Freyda: Pizza. Often I’m really hungry and just thinking about what to put on my pizza.
Dresden: Two things, actually. First, all the freaking phone calls I need to make … so I just tuck my phone in my bra and start calling. Second, I’m deciding whether to play the ‘80s or Broadway channel on Sirius radio.
Allison: How angry Rochester drivers are!
Andrea: Oh, I ponder the depth of life … when I’m not one of those angry drivers.
Norma: how sleepy I am … but then I remember, “I chose this.” (She has to report for work by 4 a.m.)
What’s the funniest thing that has happened to you recently?
Andrea: I was opening a water bottle on an airplane, and apparently because of the change in pressure, I sprayed someone behind me in the face.
Norma: Life has been sort of serious lately, but when I do laugh, it’s often at my daughter and her burgeoning sense of humor; the fact that she does things to make us laugh. Hopefully, she’ll end up just as zany as me!
Dresden: I recently got together with some high school friends at my mom’s cottage and for three days we laughed ‘til we cried!
Freyda: this was some years back, but as a present, I was sent this enormous — live — lobster.
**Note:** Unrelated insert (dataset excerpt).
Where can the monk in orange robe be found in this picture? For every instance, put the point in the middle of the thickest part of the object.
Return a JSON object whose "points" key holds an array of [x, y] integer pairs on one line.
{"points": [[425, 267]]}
It was shocking. We could hear something moving in the box and didn’t know what to do with it, so we took it upstairs and put it in the bathtub.
Allison: My husband is very good at sound effects and we do weird dances to them.
If you could be any animal, what would you be?
Allison: A cat. They’re great — and they just do what they want.
Andrea: My dog, because I take such good care of her.
Freyda: I was going to say my dog, too. We feed her this fancy food. On any given day, I think she may eat better than we do!
Norma: A bird — because I could soar above all the mess.
Dresden: A unicorn (the others all agree: “You win.” She does have a full-size painted [by Allison], carousel-style horse-turned-unicorn in her office.)
If you had a superpower, what would it be?
Andrea: I want the ability to “edit undo” – an infinite number of times. Flying would be cool, too … but then people would want rides.
Freyda: I’d desperately like the ability to know what my dog is thinking.
Allison: I’d like to move into one of these mansions (on Rochester’s East Avenue) and not be questioned.
Norma: I actually have a super power: it’s putting on all my makeup in record time — say, less than 10 minutes. And this is TV makeup, I’m talkin’. Don’t ask (how) … I’m just that good!
Dresden: Compartmentalizing. It’s the only way to stay focused on the good things.